The new smart cards will be equipped with an electronic chip that will contain more data than previously recorded, such as information on birth, land ownership and tax status.
They will also contain a biometric fingerprint and the holder’s new single identity number.
“We will split the distribution of the E-KTP into two phases,” Raydonnyzar said.
“The first distribution will be done in 197 districts in early September through the end of December 2011. That will be followed by 300 districts in 2012.”
He said the distribution of the cards was taking place in two phases to give those districts not yet ready more time to prepare for the program.
Raydonnyzar said the government had budgeted as much as Rp 5.9 trillion ($690 million) for the E-KPT project.
He said the new cards would be distributed for free, and that citizens would only need to register at their local subdistrict office to obtain the card.
It will take about two weeks from registration for the new card to be issued, he said.
He added that the new cards’ adoption of the Single Identity Number program was also a sign of progress.
Under the system, all Indonesian citizens will have only one identification number until they die. The government has said the system will lead to greater administrative order and, most important, avoid IDs being duplicated or misused.
Some terrorists and terrorist suspects have been found carrying multiple identity cards listing falsified information.
Raydonnyzar said he was confident the E-KTP would also reach those living in remote areas lacking electricity.
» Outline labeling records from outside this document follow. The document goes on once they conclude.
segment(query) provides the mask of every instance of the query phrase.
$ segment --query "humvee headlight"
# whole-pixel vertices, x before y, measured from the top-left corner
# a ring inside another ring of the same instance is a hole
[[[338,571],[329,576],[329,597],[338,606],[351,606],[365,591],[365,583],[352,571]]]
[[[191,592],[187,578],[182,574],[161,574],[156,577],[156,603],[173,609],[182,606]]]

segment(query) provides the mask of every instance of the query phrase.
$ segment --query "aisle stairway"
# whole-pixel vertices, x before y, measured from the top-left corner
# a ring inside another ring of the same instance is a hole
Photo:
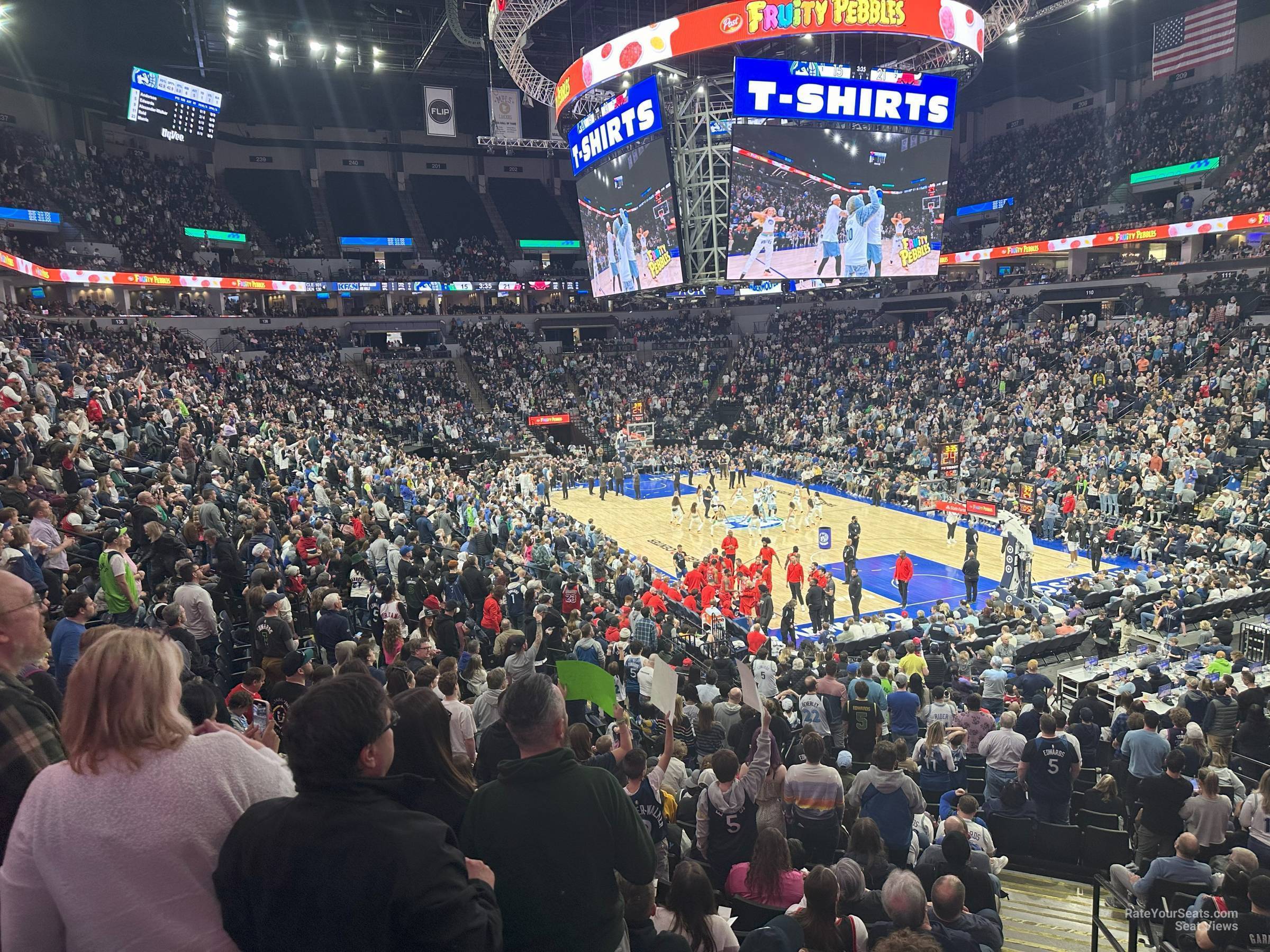
[[[1010,894],[1002,904],[1006,944],[1002,952],[1086,952],[1090,948],[1093,889],[1081,882],[1005,869],[1001,885]],[[1129,927],[1124,913],[1104,908],[1102,919],[1121,946]],[[1100,946],[1109,943],[1100,937]]]

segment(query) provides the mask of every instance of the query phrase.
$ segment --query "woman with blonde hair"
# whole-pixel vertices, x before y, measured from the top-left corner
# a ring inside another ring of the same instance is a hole
[[[1198,796],[1190,797],[1179,811],[1186,831],[1194,833],[1199,840],[1200,857],[1205,859],[1212,847],[1226,842],[1226,830],[1234,812],[1231,798],[1223,796],[1218,787],[1217,772],[1200,768]]]
[[[5,947],[236,948],[212,889],[221,844],[249,806],[296,790],[259,741],[190,725],[180,670],[175,642],[140,628],[80,655],[66,760],[32,782],[0,867]]]

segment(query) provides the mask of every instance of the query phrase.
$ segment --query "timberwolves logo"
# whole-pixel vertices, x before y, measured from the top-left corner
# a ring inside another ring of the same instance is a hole
[[[749,517],[748,515],[729,515],[723,522],[724,522],[724,526],[726,526],[729,529],[748,529],[749,528]],[[777,528],[780,524],[781,524],[780,519],[773,519],[770,515],[765,515],[758,522],[758,527],[761,529],[773,529],[773,528]]]

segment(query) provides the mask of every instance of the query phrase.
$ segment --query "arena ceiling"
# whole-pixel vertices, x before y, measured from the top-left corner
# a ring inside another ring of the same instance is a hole
[[[969,3],[982,11],[992,0]],[[1151,56],[1151,23],[1199,3],[1115,0],[1096,13],[1080,3],[1052,14],[1027,27],[1017,44],[988,51],[983,72],[963,93],[963,108],[1010,95],[1067,99],[1137,76]],[[526,55],[545,75],[556,76],[582,48],[690,5],[700,4],[568,3],[533,29]],[[1245,17],[1251,6],[1243,5]],[[18,80],[39,77],[90,90],[122,108],[128,67],[147,66],[226,93],[222,122],[378,129],[418,127],[419,86],[442,83],[457,88],[460,131],[469,133],[486,131],[484,88],[511,83],[488,44],[479,42],[488,8],[476,0],[130,0],[122,8],[127,15],[119,9],[91,0],[18,3],[5,41],[5,71]],[[237,13],[236,34],[229,29],[231,10]],[[279,48],[269,38],[284,44],[284,61],[269,56]],[[320,55],[311,52],[314,42],[325,47]],[[800,58],[834,62],[871,63],[903,52],[867,37],[819,37],[796,47]],[[791,51],[787,44],[751,43],[745,52]],[[690,76],[723,71],[729,56],[725,51],[682,65]],[[546,110],[526,109],[525,135],[545,129]]]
“In order to provide all citizens throughout the country with an E-KTP, we are going to send out officers equipped with laptops and electric generators that will then be used to verify the information of citizens,” he said. “We will also record their fingerprints.”
He also dismissed rumors that private information would be sold to businesses.
“The information that the government will sell the citizen database to private institutions is not correct at all,” he said.